In this paper, we introduce a two-stage, model-based framework called “Automatic Identification of Demand” (AID), designed to bring more clarity and accuracy to demand classification. The first stage uses a data-driven approach to detect artificially occurring zeroes. Once those are accounted for, the second stage classifies the demand into one of six categories based on key characteristics: whether the demand is regular or intermittent, whether it consists of count or fractional values, and whether intermittent demand is smooth or lumpy in nature. AID detects stockouts by analysing demand intervals using the Geometric distribution, then flags the demand as one of those six types based on several simple statistical models.

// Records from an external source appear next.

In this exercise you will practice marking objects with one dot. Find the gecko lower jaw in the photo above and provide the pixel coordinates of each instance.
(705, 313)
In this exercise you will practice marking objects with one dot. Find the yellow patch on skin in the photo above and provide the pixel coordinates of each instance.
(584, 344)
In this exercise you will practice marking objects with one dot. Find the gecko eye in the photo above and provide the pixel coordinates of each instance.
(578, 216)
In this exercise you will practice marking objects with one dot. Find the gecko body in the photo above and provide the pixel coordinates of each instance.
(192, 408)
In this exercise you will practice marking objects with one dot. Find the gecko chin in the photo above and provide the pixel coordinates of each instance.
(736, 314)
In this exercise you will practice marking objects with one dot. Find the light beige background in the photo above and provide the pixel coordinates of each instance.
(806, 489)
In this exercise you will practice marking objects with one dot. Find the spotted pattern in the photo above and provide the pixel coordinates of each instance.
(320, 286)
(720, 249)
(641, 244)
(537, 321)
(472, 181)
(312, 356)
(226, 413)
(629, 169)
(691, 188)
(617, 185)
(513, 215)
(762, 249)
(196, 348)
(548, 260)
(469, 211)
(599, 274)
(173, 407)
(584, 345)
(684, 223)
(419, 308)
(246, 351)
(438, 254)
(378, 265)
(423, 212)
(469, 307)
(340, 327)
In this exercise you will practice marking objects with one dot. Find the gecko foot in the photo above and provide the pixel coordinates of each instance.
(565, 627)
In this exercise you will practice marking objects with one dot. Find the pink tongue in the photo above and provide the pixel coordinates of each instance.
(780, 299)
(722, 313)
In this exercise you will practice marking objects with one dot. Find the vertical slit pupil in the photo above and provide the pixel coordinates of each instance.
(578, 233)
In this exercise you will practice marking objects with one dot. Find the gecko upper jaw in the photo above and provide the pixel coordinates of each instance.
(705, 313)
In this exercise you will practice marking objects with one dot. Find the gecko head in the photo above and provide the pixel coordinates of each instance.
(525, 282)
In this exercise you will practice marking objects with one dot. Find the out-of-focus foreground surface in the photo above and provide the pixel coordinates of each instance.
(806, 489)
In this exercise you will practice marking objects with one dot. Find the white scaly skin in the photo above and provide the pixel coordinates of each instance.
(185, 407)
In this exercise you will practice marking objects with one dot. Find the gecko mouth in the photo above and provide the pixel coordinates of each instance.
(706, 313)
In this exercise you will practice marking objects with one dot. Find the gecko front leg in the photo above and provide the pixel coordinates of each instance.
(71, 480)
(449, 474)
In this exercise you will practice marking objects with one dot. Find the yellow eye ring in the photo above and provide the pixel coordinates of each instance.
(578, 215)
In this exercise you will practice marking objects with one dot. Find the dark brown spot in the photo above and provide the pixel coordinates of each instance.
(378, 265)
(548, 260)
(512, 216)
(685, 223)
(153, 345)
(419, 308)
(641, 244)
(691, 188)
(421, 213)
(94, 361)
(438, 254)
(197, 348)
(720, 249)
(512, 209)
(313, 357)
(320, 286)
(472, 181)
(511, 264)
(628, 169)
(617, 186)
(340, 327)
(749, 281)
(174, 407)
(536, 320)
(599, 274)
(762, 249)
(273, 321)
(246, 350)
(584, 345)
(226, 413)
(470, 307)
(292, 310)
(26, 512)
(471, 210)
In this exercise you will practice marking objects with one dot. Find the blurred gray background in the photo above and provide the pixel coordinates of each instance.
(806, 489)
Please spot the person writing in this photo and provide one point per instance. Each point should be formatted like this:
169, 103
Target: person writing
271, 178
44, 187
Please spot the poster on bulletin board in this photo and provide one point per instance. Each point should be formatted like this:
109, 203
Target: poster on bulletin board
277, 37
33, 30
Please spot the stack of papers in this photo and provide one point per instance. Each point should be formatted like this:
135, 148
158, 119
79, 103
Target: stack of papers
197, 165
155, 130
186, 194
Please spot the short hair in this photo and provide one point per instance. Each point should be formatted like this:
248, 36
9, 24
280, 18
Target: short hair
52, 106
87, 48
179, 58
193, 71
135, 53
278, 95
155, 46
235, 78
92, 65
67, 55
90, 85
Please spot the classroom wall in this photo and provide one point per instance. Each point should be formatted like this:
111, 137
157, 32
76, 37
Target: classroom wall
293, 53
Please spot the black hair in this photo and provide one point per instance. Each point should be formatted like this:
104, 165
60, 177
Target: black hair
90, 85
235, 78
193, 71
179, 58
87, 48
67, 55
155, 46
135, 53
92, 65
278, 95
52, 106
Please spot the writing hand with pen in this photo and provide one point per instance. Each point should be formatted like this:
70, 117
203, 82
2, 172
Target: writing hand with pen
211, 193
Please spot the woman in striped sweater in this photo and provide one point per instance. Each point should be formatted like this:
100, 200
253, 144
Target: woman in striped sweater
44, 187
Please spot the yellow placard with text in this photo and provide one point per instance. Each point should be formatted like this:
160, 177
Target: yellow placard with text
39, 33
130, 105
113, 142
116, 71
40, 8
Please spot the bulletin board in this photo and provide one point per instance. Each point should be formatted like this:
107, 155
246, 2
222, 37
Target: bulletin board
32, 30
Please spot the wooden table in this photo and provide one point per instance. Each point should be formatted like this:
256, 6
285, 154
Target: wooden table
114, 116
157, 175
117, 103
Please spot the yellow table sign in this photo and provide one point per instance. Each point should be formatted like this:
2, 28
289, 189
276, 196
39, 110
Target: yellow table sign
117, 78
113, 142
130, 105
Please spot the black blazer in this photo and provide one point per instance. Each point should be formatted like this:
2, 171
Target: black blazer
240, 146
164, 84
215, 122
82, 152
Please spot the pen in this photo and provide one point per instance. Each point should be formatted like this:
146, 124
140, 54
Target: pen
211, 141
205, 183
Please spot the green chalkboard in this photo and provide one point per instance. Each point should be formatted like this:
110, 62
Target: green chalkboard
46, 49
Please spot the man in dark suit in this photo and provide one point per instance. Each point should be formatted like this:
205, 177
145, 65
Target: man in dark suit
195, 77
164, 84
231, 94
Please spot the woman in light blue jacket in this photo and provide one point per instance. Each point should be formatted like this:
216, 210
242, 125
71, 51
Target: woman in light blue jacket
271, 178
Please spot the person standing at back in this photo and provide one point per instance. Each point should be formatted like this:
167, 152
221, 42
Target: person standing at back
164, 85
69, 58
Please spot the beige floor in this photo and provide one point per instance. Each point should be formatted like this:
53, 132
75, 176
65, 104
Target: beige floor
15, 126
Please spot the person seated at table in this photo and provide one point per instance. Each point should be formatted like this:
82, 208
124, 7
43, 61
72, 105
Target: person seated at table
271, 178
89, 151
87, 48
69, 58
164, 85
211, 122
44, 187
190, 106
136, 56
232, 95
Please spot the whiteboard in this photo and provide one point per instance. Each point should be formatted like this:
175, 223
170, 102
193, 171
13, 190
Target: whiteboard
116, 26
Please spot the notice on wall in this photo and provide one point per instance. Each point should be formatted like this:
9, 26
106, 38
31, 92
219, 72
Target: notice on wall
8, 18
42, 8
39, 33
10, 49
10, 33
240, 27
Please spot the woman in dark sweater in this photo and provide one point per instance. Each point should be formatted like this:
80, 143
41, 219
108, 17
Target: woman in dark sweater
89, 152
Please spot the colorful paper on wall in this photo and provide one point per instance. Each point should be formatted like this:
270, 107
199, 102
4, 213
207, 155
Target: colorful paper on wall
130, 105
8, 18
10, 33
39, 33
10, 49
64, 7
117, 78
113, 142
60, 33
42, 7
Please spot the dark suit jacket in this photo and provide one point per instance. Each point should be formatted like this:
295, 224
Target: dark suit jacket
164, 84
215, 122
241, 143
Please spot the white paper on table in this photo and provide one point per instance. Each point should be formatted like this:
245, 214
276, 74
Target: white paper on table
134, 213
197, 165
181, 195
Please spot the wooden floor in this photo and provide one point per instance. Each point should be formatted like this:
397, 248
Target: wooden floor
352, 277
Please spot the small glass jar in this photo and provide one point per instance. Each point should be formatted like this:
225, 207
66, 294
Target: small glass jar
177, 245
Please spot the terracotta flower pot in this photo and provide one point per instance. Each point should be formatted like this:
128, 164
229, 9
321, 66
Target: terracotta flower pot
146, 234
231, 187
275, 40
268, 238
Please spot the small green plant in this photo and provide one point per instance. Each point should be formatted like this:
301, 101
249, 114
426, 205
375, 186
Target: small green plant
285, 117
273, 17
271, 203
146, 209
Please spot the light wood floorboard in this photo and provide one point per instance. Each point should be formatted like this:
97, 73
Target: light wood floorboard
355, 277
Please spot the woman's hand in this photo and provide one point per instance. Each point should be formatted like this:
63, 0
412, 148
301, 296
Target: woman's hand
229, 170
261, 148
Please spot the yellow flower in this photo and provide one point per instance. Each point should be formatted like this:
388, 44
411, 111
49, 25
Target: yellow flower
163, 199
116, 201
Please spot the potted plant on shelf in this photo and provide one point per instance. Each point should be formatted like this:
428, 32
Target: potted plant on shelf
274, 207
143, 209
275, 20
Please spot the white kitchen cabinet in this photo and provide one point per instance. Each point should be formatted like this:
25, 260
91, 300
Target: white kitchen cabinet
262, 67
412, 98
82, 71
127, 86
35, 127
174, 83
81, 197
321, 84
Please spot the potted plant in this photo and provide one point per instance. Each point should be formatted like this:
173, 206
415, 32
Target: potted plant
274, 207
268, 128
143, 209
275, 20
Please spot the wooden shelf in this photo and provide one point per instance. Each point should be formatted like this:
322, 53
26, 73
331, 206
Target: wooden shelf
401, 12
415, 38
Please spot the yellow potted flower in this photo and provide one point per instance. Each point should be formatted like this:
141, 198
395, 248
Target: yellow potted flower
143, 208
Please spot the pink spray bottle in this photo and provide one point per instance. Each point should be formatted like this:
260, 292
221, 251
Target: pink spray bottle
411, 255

We applied AID to a retailer dataset covering over 31,000 products with weekly sales across three stores. Based on that, we generated several features and tested multiple approaches (local level, pooled regression, and LightGBM) to see whether their accuracy improved. We found that:
- Correcting for stockouts significantly improved the accuracy of all approaches;
- Using a mixture approach (separating demand into sizes and occurrences) yielded large gains in accuracy, regardless of the forecasting method used;
- Further splitting the data by demand categories (e.g., regular vs. intermittent, smooth vs. lumpy) provided additional, though more modest, benefits.
We argue that these three principles are universally valuable for forecasting, no matter what approach you use. If you face intermittent demand, at a minimum, consider detecting stockouts and then using the mixture approach.
Hope you find this paper useful. Let me know what you think in the comments.